Sunday, January 11, 2009

Vacillating

My motivation and mood is so labile these days. That is, sometimes I am happy, purposeful, motivated, yet sometimes Griselda dominates. I hate this time of year. I hate it, hate it, hate it. Today, I experienced despair and industriousness. Weird.

Sundays are not my own - I dedicate them to clubs and such. I go to church, I take care of the house, and now I go back to the Kansas City Wind Symphony. While giving of my time is difficult (I am selfish - I want to wallow in myself), I ultimately find these experiences rewarding.

To me, the need to get outside myself is one way God is manifest in my life. It is one way the teachings of Jesus makes sense. Sure, I can live myself all wrapped up in myself and my doings, but how much better life is when I live for others. This is living life abundantly. It is against human nature to do so....yet, yet... I am called to try anyway.

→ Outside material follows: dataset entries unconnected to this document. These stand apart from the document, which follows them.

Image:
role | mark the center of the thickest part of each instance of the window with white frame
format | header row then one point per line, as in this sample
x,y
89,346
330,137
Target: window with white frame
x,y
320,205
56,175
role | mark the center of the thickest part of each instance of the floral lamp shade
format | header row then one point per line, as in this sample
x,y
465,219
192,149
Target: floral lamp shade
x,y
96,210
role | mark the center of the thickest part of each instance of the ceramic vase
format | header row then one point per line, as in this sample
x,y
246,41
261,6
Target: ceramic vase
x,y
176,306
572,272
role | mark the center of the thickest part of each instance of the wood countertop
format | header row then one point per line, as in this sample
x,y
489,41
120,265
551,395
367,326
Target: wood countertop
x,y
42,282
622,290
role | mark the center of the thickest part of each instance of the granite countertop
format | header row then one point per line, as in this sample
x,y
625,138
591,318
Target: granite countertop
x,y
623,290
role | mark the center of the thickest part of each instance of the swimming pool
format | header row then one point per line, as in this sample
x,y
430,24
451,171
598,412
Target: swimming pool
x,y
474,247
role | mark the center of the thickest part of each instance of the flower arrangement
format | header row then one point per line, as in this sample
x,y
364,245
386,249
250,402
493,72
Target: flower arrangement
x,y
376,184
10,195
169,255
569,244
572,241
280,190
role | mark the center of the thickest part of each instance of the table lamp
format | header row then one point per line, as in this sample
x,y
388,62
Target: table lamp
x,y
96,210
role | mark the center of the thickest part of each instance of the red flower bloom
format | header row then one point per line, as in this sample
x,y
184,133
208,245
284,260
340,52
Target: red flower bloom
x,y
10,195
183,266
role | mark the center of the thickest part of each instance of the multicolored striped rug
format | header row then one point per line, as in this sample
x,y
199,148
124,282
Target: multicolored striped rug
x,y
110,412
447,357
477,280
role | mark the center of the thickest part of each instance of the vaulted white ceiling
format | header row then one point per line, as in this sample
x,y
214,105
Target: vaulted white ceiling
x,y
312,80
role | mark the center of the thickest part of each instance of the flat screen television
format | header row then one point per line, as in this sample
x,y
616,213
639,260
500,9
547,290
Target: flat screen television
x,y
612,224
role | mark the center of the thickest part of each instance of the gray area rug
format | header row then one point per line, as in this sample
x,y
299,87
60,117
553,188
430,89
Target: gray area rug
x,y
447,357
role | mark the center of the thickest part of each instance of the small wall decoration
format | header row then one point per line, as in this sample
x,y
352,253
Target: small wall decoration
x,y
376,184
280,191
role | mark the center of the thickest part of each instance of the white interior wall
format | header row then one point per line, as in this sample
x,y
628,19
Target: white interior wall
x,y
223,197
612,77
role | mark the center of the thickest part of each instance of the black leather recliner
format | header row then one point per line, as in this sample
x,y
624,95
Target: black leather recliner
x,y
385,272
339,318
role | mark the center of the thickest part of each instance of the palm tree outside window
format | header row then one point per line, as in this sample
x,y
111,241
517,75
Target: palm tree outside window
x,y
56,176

Last week at church, I received a little paper star with a word on it. Everyone in the congregation got one. This word was supposed to be a message for us for this time or this year. The sermon had to do with new year and new beginning, and this was part of the teaching. Maybe it was random, but maybe - and I like to think it is - maybe God uses the little messages to communicate to us.

My word was "sanctification."

I was disappointed. First of all I wasn't sure I knew what it meant; I had to look it up on Google and found that it has to do with several dimensions of making something holy. One's self, a place, an object - all of these things can be sanctified.

But what does this mean for me? I am not an especially ritualistic person when it comes to religion. I don't really believe there are holy things or places or people in this world. Indeed, God is holy, but things of this earth, are in fact things of this earth. Holiness is an attitude here. I wanted a word that gave me inspiration, that gave me a task, that gave me a purpose. I got a word that left me baffled.

Sanctification. Do I need to make my life more holy? Do I need to seek out the holy? And what would it mean if I regarded certain things holy? How would that change how I act or think?

Sanctification.

I guess the little message has done its job. I am pondering it.